Mr Evans said the situation was not an easy one to turn around “because out of the passengers that are leaving Wales you have to identify a very popular destination that would make it attractive enough for an airline to offer that service from Cardiff”.
Earlier this year, Cardiff Airport was bought by the Welsh Government for £52m.
Mr Evans added: “The key to increasing passengers numbers to make the airport attractive to airlines is to reduce costs by devolving air passenger duty (APD) to the Welsh Government and for the Welsh Government to set it to zero.”
Putting in sufficient surface access to make it quick and easy for passengers to use Cardiff is also necessary, he said.
Earlier this month the Welsh Conservatives proposed the appointment of an airlines director to attract new carriers, improved transport links and the devolution of air passenger duty to lower rates and improve competitiveness.
Andrew RT Davies, the leader of the Welsh Conservatives in the Assembly, said yesterday: “The issue of declining passenger numbers has been a problem for some time now and it is concerning that many forecasters are now suggesting that figures could fall below a million by the end of this year.
“There is a danger, of course, that we can focus too heavily on the Welsh passengers flying out of local airports when more also needs to be done to attract visitors to Wales, and in particular to Cardiff Airport.”

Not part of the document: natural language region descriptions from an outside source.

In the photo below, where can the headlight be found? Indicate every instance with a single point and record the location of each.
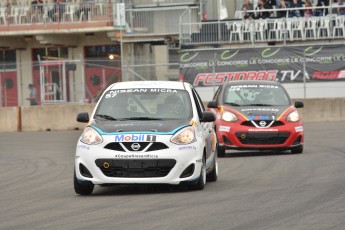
(229, 116)
(184, 136)
(293, 116)
(91, 137)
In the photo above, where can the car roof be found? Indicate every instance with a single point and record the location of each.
(252, 82)
(149, 84)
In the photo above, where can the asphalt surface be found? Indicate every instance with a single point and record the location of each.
(263, 190)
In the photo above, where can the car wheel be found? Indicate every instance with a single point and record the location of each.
(220, 151)
(297, 150)
(200, 185)
(213, 176)
(82, 188)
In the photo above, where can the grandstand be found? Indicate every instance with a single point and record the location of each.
(72, 49)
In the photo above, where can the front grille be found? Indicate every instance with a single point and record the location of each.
(262, 138)
(250, 124)
(135, 168)
(127, 146)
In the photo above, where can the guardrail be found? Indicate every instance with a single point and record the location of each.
(263, 30)
(258, 30)
(62, 117)
(50, 13)
(139, 21)
(162, 20)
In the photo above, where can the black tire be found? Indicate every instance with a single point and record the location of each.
(84, 188)
(200, 185)
(213, 176)
(297, 150)
(220, 151)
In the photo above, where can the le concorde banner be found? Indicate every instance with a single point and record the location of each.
(283, 64)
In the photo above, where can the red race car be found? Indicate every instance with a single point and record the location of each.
(256, 115)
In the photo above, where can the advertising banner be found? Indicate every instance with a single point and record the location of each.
(283, 64)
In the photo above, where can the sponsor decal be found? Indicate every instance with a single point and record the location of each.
(186, 57)
(263, 130)
(135, 146)
(310, 52)
(187, 148)
(220, 78)
(84, 147)
(262, 123)
(224, 128)
(266, 53)
(113, 93)
(260, 109)
(135, 137)
(135, 156)
(328, 75)
(299, 128)
(226, 56)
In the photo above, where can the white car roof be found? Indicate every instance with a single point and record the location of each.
(148, 84)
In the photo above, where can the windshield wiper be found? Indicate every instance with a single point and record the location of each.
(141, 118)
(104, 116)
(259, 105)
(231, 103)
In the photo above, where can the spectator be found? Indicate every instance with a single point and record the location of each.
(56, 14)
(318, 12)
(296, 13)
(263, 5)
(341, 9)
(85, 9)
(308, 12)
(247, 6)
(272, 3)
(37, 6)
(33, 95)
(283, 5)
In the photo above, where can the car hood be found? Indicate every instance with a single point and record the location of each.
(261, 112)
(155, 126)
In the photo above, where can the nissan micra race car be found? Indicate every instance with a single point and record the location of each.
(256, 115)
(150, 132)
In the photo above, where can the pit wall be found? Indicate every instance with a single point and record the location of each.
(63, 117)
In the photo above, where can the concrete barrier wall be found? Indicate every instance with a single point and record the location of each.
(9, 119)
(63, 117)
(316, 110)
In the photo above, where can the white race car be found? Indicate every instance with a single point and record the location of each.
(147, 132)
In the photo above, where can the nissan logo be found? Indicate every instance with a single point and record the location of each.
(135, 146)
(262, 123)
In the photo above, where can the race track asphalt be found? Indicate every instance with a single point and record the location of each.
(255, 190)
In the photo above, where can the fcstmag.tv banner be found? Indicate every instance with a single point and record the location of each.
(283, 64)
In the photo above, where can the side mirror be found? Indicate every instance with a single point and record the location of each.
(212, 104)
(83, 117)
(299, 104)
(208, 117)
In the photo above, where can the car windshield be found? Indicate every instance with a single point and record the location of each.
(144, 104)
(255, 95)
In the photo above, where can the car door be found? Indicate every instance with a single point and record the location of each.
(207, 130)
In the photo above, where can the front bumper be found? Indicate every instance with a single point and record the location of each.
(238, 137)
(175, 164)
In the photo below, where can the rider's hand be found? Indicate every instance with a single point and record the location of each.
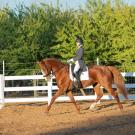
(70, 60)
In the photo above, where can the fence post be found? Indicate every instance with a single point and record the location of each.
(50, 90)
(1, 91)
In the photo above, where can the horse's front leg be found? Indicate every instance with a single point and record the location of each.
(57, 94)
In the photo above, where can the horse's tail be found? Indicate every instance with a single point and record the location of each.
(119, 81)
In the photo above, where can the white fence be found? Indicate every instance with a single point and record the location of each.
(48, 88)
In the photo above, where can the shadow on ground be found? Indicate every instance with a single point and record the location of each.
(120, 125)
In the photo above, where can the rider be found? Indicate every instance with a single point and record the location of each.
(78, 59)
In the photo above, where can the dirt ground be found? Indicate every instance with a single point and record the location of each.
(30, 119)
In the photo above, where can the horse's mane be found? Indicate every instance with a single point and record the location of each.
(54, 59)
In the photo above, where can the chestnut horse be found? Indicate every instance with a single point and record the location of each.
(100, 75)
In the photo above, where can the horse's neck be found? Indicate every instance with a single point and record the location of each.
(57, 66)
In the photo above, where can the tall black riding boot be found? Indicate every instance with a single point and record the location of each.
(78, 80)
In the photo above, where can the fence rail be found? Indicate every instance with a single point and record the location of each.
(49, 88)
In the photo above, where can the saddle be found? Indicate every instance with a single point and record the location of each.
(83, 73)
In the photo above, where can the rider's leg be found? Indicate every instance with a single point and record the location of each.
(76, 74)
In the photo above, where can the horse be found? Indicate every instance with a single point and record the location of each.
(99, 76)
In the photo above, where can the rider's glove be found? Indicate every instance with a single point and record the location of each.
(70, 60)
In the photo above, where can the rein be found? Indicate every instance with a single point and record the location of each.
(53, 72)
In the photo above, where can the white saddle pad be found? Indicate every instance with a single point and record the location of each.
(84, 75)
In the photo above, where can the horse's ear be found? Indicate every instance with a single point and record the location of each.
(38, 62)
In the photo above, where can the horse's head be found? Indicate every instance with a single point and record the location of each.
(45, 69)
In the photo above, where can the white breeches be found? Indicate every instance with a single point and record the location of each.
(77, 67)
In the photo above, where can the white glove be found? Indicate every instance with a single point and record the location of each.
(70, 60)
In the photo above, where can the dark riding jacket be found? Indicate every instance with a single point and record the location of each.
(79, 57)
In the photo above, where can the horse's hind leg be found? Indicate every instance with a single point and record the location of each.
(115, 95)
(99, 94)
(70, 94)
(57, 94)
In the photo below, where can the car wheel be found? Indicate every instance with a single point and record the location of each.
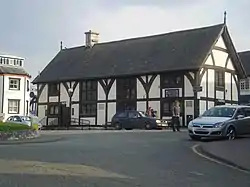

“Whilst there has been some good news recently, with Thomas Cook increasing their capacity and Vueling expanding their winter schedule, sadly the perennial issue of transport links to and from the airport remains an ever-present block on its development.”
“Furthermore, we need to be doing more to attract new airlines and to develop new routes. The capacity is there and sadly years of under investment have led the airport to where we are today.”

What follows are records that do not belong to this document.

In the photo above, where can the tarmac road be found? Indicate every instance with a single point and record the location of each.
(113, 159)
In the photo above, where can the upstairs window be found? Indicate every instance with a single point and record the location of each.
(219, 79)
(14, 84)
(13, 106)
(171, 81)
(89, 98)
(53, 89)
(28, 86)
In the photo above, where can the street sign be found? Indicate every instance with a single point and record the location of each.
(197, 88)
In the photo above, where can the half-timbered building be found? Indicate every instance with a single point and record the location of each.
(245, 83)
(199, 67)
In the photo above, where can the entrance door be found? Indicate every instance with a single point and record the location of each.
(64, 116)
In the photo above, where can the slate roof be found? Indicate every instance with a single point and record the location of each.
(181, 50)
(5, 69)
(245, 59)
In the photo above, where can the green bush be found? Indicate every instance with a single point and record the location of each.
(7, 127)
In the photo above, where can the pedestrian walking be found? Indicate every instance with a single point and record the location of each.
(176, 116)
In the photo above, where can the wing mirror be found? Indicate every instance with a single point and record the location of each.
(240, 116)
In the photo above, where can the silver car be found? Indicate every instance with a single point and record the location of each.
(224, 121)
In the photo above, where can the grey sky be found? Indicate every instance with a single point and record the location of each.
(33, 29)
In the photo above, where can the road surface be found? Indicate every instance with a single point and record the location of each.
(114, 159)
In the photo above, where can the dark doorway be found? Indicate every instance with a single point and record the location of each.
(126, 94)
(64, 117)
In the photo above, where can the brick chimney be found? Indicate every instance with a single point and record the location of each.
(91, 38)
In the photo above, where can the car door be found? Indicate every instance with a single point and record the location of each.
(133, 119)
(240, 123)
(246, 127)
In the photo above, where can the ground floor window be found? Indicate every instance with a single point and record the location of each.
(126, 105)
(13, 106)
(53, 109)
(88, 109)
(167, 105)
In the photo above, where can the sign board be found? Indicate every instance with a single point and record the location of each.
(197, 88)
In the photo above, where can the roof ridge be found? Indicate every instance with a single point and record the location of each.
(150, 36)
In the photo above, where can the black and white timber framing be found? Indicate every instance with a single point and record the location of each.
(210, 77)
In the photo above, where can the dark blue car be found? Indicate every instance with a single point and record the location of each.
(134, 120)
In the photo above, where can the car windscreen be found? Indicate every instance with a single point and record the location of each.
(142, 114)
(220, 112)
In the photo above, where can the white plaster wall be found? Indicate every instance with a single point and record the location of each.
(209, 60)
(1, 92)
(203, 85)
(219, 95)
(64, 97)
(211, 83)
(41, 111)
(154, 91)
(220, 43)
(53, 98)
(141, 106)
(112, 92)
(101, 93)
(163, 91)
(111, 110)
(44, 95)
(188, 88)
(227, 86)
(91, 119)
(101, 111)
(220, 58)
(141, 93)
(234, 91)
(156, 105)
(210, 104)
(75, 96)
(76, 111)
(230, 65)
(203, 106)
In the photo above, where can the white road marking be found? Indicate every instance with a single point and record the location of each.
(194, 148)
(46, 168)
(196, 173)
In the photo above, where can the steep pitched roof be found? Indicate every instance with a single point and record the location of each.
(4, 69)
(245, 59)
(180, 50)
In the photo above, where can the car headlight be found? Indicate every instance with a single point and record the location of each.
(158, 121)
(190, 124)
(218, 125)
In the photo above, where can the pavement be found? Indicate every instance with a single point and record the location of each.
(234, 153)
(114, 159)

An airport spokeswoman said: “We have already announced increases for summer as well as winter 2013 and we continue to work hard with current and potential new airlines to put more capacity in place.”
“We are confident we shall continue to make progress and remain focussed on delivering more capacity and an improved route network for the people of Wales.”
Other figures released today show that freight volumes at Cardiff airport were sharply down last year compared to the year before.
The figures show that 66 tonnes of freight were handled at the airport in 2012, compared to 377 in 2011.
However, freight volumes through Cardiff are highly volatile, with sharp swings from year to year over the last four years.
Mr Evans said: “Because there are no wide body aircraft using Cardiff suitable for carrying freight as bellyload, freight is entirely dependent on integrated cargo carriers such Federal Express.
“If one of those were to introduce a freight service into Cardiff it would increase the amount of freight through Cardiff significantly.”
He added: “The key to freight movement is getting services to international destinations with wide body aircraft.
“Most cargo in South Wales leaves Wales on the back of a lorry and goes to Heathrow. It would be far better for Wales if we could attract those long haul services that would attract freight carriers.”
Cardiff Airport were approached but declined to comment.